Britische Wirtschaft bricht ein Fünftel ein - "Harte Zeiten"

Reuters · Uhr (aktualisiert: Uhr)

- von David Milliken und William Schomberg

London (Reuters) - Die Corona-Pandemie hat in Großbritannien deutlichere Bremsspuren hinterlassen als in anderen führenden Industrieländern.

Das Bruttoinlandsprodukt (BIP) brach von April bis Juni um 20,4 Prozent zum Vorquartal ein. "Die durch die Coronavirus-Pandemie ausgelöste Rezession hat zum größten Rückgang des vierteljährlichen BIP geführt, der jemals verzeichnet wurde", sagte Jonathan Athow vom Statistikamt ONS am Mittwoch.
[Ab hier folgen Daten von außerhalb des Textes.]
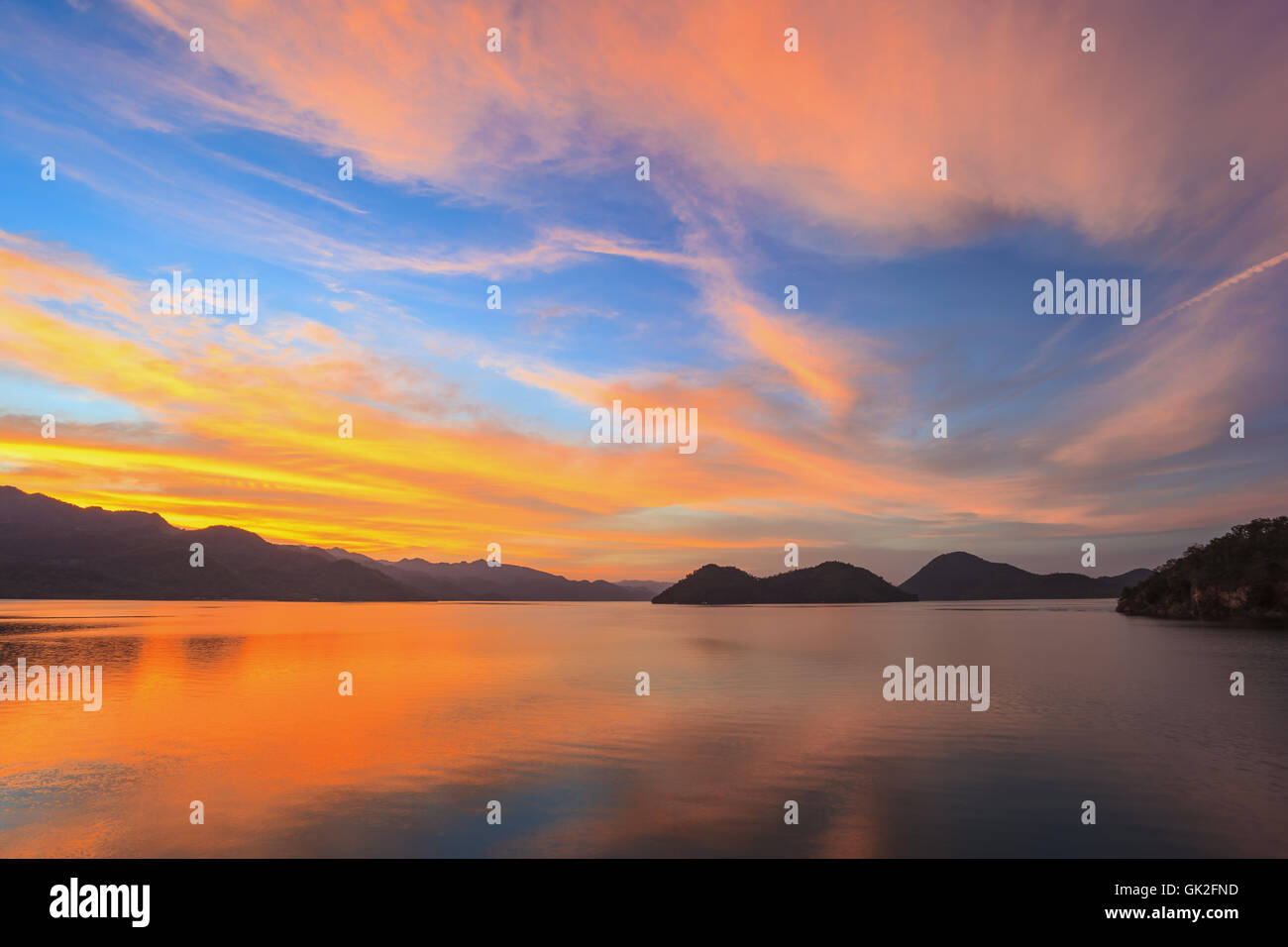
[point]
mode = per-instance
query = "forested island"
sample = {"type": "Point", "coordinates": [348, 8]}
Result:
{"type": "Point", "coordinates": [1239, 575]}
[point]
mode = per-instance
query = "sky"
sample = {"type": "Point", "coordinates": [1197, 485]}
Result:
{"type": "Point", "coordinates": [767, 169]}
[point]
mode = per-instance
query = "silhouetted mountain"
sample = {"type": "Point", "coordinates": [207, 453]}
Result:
{"type": "Point", "coordinates": [477, 581]}
{"type": "Point", "coordinates": [1240, 575]}
{"type": "Point", "coordinates": [829, 581]}
{"type": "Point", "coordinates": [53, 549]}
{"type": "Point", "coordinates": [961, 577]}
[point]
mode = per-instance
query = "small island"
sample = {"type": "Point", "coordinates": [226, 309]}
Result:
{"type": "Point", "coordinates": [1240, 575]}
{"type": "Point", "coordinates": [828, 582]}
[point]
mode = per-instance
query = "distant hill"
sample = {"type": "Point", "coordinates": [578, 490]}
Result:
{"type": "Point", "coordinates": [1239, 575]}
{"type": "Point", "coordinates": [477, 581]}
{"type": "Point", "coordinates": [54, 549]}
{"type": "Point", "coordinates": [827, 582]}
{"type": "Point", "coordinates": [961, 577]}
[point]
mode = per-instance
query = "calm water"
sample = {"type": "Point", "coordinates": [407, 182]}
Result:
{"type": "Point", "coordinates": [535, 705]}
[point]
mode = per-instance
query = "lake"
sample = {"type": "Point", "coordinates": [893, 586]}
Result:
{"type": "Point", "coordinates": [535, 705]}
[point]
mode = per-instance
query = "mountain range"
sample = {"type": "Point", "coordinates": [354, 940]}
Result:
{"type": "Point", "coordinates": [961, 577]}
{"type": "Point", "coordinates": [54, 549]}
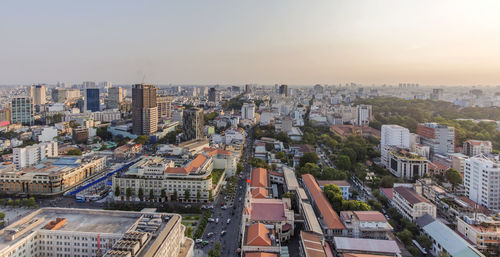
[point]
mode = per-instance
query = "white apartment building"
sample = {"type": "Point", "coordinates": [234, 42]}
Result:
{"type": "Point", "coordinates": [412, 205]}
{"type": "Point", "coordinates": [248, 111]}
{"type": "Point", "coordinates": [475, 147]}
{"type": "Point", "coordinates": [395, 135]}
{"type": "Point", "coordinates": [64, 232]}
{"type": "Point", "coordinates": [363, 114]}
{"type": "Point", "coordinates": [482, 180]}
{"type": "Point", "coordinates": [31, 155]}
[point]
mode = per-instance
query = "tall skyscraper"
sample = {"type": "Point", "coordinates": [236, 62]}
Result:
{"type": "Point", "coordinates": [92, 99]}
{"type": "Point", "coordinates": [22, 110]}
{"type": "Point", "coordinates": [192, 123]}
{"type": "Point", "coordinates": [144, 109]}
{"type": "Point", "coordinates": [284, 90]}
{"type": "Point", "coordinates": [212, 94]}
{"type": "Point", "coordinates": [164, 107]}
{"type": "Point", "coordinates": [115, 97]}
{"type": "Point", "coordinates": [37, 92]}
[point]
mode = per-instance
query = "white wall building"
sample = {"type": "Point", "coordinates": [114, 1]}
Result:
{"type": "Point", "coordinates": [482, 180]}
{"type": "Point", "coordinates": [31, 155]}
{"type": "Point", "coordinates": [395, 135]}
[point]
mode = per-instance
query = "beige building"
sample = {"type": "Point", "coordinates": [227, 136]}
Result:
{"type": "Point", "coordinates": [157, 174]}
{"type": "Point", "coordinates": [481, 231]}
{"type": "Point", "coordinates": [412, 205]}
{"type": "Point", "coordinates": [51, 176]}
{"type": "Point", "coordinates": [59, 232]}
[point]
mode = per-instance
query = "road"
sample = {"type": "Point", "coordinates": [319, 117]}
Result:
{"type": "Point", "coordinates": [231, 240]}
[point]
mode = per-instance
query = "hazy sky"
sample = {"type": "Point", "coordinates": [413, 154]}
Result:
{"type": "Point", "coordinates": [268, 41]}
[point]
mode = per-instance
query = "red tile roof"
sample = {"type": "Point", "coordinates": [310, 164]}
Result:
{"type": "Point", "coordinates": [257, 235]}
{"type": "Point", "coordinates": [330, 217]}
{"type": "Point", "coordinates": [267, 210]}
{"type": "Point", "coordinates": [259, 177]}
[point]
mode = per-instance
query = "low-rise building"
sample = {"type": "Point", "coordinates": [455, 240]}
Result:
{"type": "Point", "coordinates": [410, 204]}
{"type": "Point", "coordinates": [444, 239]}
{"type": "Point", "coordinates": [85, 233]}
{"type": "Point", "coordinates": [366, 224]}
{"type": "Point", "coordinates": [51, 175]}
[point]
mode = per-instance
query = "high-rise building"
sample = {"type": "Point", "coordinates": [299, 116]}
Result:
{"type": "Point", "coordinates": [212, 94]}
{"type": "Point", "coordinates": [5, 115]}
{"type": "Point", "coordinates": [33, 154]}
{"type": "Point", "coordinates": [22, 110]}
{"type": "Point", "coordinates": [115, 97]}
{"type": "Point", "coordinates": [248, 111]}
{"type": "Point", "coordinates": [439, 138]}
{"type": "Point", "coordinates": [164, 107]}
{"type": "Point", "coordinates": [192, 123]}
{"type": "Point", "coordinates": [284, 90]}
{"type": "Point", "coordinates": [144, 109]}
{"type": "Point", "coordinates": [363, 114]}
{"type": "Point", "coordinates": [482, 180]}
{"type": "Point", "coordinates": [37, 92]}
{"type": "Point", "coordinates": [475, 147]}
{"type": "Point", "coordinates": [248, 89]}
{"type": "Point", "coordinates": [395, 135]}
{"type": "Point", "coordinates": [92, 99]}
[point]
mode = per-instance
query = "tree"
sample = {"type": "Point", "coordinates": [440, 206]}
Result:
{"type": "Point", "coordinates": [453, 176]}
{"type": "Point", "coordinates": [405, 236]}
{"type": "Point", "coordinates": [74, 152]}
{"type": "Point", "coordinates": [343, 162]}
{"type": "Point", "coordinates": [210, 196]}
{"type": "Point", "coordinates": [151, 194]}
{"type": "Point", "coordinates": [128, 193]}
{"type": "Point", "coordinates": [310, 157]}
{"type": "Point", "coordinates": [174, 196]}
{"type": "Point", "coordinates": [140, 194]}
Die Regierung rechnet zwar im laufenden Sommerquartal mit einem Ende der Rezession, sieht aber keine rasche Rückkehr zu Normalität. "Die heutigen Zahlen bestätigen, dass harte Zeiten angebrochen sind", sagte Finanzminister Rishi Sunak. "Hunderttausende Menschen haben bereits ihre Arbeit verloren, und leider werden es in den kommenden Monaten noch viel mehr sein." Die Notenbank befürchtet, dass es bis Ende 2021 dauern werde, bis die Wirtschaft zu ihrer früheren Stärke zurückfindet.

Die Pandemie hat Großbritannien besonders stark zugesetzt: Dem Statistikamt zufolge wurden zwischen März und Juni mehr als 50.000 Todesfälle mit dem Virus in Verbindung gebracht - mehr als in jedem anderen Land Europas. Premierminister Boris Johnson hatte nach anfänglichem Zögern Ende März einen harten Lockdown durchgesetzt, der im Frühjahr weite Teile der Wirtschaft zum Erliegen brachte. So mussten Pubs und Restaurants bis zum 4. Juli geschlossen bleiben - deutlich länger als anderswo. Deshalb schrumpfte die sechstgrößte Volkswirtschaft der Welt mehr als doppelt so stark wie Europas Nummer eins Deutschland, das im zweiten Quartal ein Minus von 10,1 Prozent meldete. Die US-Wirtschaft als weltweite Nummer eins brach um 9,5 Prozent ein. Selbst die stark von der Krise betroffenen südeuropäischen Staaten Italien (-12,4) und Spanien (-18,5) stürzten nicht so steil ab wie Großbritannien.

"KEINE V-FÖRMIGE ERHOLUNG"

Inzwischen gibt es Signale, dass die britische Wirtschaft mit der Aufhebung vieler Beschränkungen wieder auf die Beine kommt. Im Juni allein wuchs sie um 8,7 Prozent zum Mai. "Die Wirtschaft begann sich im Juni zu erholen", sagte Athow vom Office for National Statistics. "Trotzdem liegt das BIP immer noch ein Sechstel unter dem Niveau vom Februar, also bevor das Virus zuschlug." Die Handelskammer rechnet nicht mit einer raschen Rückkehr zum früheren Niveau. "Die Aussichten auf eine rasche 'V-förmige' Erholung sind nach wie vor gering, da die jüngsten Produktionszuwächse in den kommenden Monaten nachlassen könnten", sagte ihr Ökonom Suren Thiru. Der durch die Pandemie verursachte wirtschaftliche Schaden werde die Konjunktur künftig belasten, "insbesondere, da staatliche Unterstützungsmaßnahmen auslaufen".

Nach Prognose der britischen Notenbank wird das Bruttoinlandsprodukt dieses Jahr insgesamt um 9,5 Prozent fallen - ein Konjunktureinbruch, wie ihn Großbritannien seit rund 100 Jahren nicht mehr erlebt hat. Nächstes Jahr soll dann ein Wachstum von neun Prozent folgen. Die Krise hinterlässt deutliche Spuren am Arbeitsmarkt: Im zweiten Quartal wurden so viele Jobs vernichtet wie seit der Finanzkrise 2009. Die Zahl der Beschäftigten fiel von April bis Juni um 220.000. Steuerdaten zufolge haben die Arbeitgeber seit März bereits mehr als 700.000 Stellen abgebaut.